Gianfranco – Sono un vostro lettore e sono anche un precario storico. Leggo in diversi commenti e comunicati sindacali che la domanda relativa al piano straordinario di assunzione, fase b e c NON È OBBLIGATORIA. Siamo sicuri…

Non fare la domanda significa:
1essere ESCLUSI (non essere assunti);
2 perdere per per diversi anni ogni possibilità di immissione in ruolo e probabilmente incarichi a termine;
3 rimanere in graduatoria, ormai inutile soprattutto nelle provincie del sud dopo il piano straordinario di mobilità previsto per l’anno prossimo, (questo sarebbe l’unico diritto acquisito e salvaguardato).
Non è obbligatoria ma siamo obbligati a farla…

Lalla – gent.mo Gianfranco, che la domanda sia facoltativa è un dato di fatto, normativo, sancito nel dm , quindi i comunicati sindacali non potrebbero riportare diversamente.

Le considerazioni che fai tu non crediamo possano essere generalizzate.

In quanto se è vero che non presentare la domanda significa sicuramente essere esclusi dalle fasi del piano straordinario di assunzioni per l’a.s. 2015/16, non è detto che per qualcuno non sia conveniente. Perchè affermi che ciò significherà perdere la possibilità di essere assunti per parecchi anni? Il prossimo anno non ci saranno immissioni in ruolo? Lo sappiamo già?

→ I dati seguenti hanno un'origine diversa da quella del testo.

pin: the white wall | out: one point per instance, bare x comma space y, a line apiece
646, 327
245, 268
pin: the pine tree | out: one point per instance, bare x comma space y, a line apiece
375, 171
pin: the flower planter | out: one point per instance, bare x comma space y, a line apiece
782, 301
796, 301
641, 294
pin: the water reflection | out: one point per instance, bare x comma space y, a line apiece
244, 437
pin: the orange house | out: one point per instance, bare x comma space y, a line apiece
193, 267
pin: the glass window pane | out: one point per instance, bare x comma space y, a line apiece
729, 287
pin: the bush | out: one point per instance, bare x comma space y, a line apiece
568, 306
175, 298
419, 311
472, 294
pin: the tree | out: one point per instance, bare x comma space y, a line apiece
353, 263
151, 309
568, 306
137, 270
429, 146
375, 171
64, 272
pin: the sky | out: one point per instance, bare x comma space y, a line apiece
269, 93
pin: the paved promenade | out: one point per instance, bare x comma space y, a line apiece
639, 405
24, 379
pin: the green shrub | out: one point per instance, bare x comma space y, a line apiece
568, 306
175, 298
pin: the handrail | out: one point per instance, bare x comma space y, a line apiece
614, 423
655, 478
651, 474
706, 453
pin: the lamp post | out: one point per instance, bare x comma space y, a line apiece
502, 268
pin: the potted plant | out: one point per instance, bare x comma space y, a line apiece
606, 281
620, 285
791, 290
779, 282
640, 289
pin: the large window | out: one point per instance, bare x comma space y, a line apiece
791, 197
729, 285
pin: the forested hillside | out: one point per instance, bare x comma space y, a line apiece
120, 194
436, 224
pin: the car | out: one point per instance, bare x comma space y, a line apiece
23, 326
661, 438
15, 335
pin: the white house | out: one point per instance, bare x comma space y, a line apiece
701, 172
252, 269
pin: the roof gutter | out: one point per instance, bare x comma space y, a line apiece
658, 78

Se, come vogliamo supporre, chi non presenterà la domanda, rimarrà in graduatoria, potrà ancora partecipare al 50% delle immissioni in ruolo, fino all’esaurimento delle graduatorie ad esaurimento. Anzi, paradossalmente, potrà avvenire che docenti con maggiore punteggio, che presenteranno la domanda, saranno costretti ad emigrare verso altre province, e colleghi con punteggio minore magari il prossimo anno potranno avere il ruolo nella propria provincia di iscrizione.

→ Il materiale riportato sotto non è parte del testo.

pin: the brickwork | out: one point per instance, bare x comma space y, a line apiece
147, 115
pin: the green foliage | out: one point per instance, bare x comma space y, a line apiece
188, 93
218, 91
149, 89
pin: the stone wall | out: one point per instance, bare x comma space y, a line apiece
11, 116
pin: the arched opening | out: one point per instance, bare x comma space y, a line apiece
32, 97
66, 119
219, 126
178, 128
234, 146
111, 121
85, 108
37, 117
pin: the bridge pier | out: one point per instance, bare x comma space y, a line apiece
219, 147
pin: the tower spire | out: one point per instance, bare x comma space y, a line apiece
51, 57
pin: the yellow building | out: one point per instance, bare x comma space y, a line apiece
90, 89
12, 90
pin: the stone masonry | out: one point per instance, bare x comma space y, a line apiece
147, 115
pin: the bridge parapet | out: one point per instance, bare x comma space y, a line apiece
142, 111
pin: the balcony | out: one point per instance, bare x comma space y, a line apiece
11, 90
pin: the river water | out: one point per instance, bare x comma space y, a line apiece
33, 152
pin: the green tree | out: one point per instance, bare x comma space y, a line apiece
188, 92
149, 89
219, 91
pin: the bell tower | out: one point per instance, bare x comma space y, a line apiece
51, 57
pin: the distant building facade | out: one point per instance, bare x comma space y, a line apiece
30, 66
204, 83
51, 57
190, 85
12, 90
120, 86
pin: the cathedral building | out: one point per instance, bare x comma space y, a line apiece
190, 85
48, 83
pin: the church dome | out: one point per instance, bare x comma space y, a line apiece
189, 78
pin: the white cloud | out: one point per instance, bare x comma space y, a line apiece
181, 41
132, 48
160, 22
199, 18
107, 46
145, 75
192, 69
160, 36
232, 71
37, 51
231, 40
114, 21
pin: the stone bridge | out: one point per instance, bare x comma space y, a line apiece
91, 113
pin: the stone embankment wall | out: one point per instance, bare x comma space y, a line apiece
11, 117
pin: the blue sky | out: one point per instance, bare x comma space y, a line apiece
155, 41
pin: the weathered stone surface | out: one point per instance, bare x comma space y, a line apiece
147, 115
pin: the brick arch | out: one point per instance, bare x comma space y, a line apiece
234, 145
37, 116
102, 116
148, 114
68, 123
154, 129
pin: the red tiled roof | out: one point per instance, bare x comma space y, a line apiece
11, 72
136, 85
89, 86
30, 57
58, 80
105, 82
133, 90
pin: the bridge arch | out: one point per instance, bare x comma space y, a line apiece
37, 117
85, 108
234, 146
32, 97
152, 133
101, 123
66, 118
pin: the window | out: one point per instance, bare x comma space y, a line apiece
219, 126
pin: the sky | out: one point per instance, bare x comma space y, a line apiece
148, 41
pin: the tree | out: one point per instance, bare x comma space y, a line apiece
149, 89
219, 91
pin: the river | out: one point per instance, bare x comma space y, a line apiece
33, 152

In ogni caso, presentare o non presentare la domanda rimane, a nostro avviso, una scelta assolutamente personale, che nessun comunicato sindacale deve influenzare, in quanto si tratta di una scelta che potrà incidere non solo sulla vita professionale di molti docenti, ma anche su quella familiare, sociale, e personale.

Pertanto, se gli argomenti che elenchi tu sono senz’altro validi, forse non sono applicabili a tutte le province/classi di concorso/situazioni individuali e personali.

Ad oggi la domanda di assunzione del piano straordinario rimane facoltativa, con le conseguenze che se ne potrebbero determinare.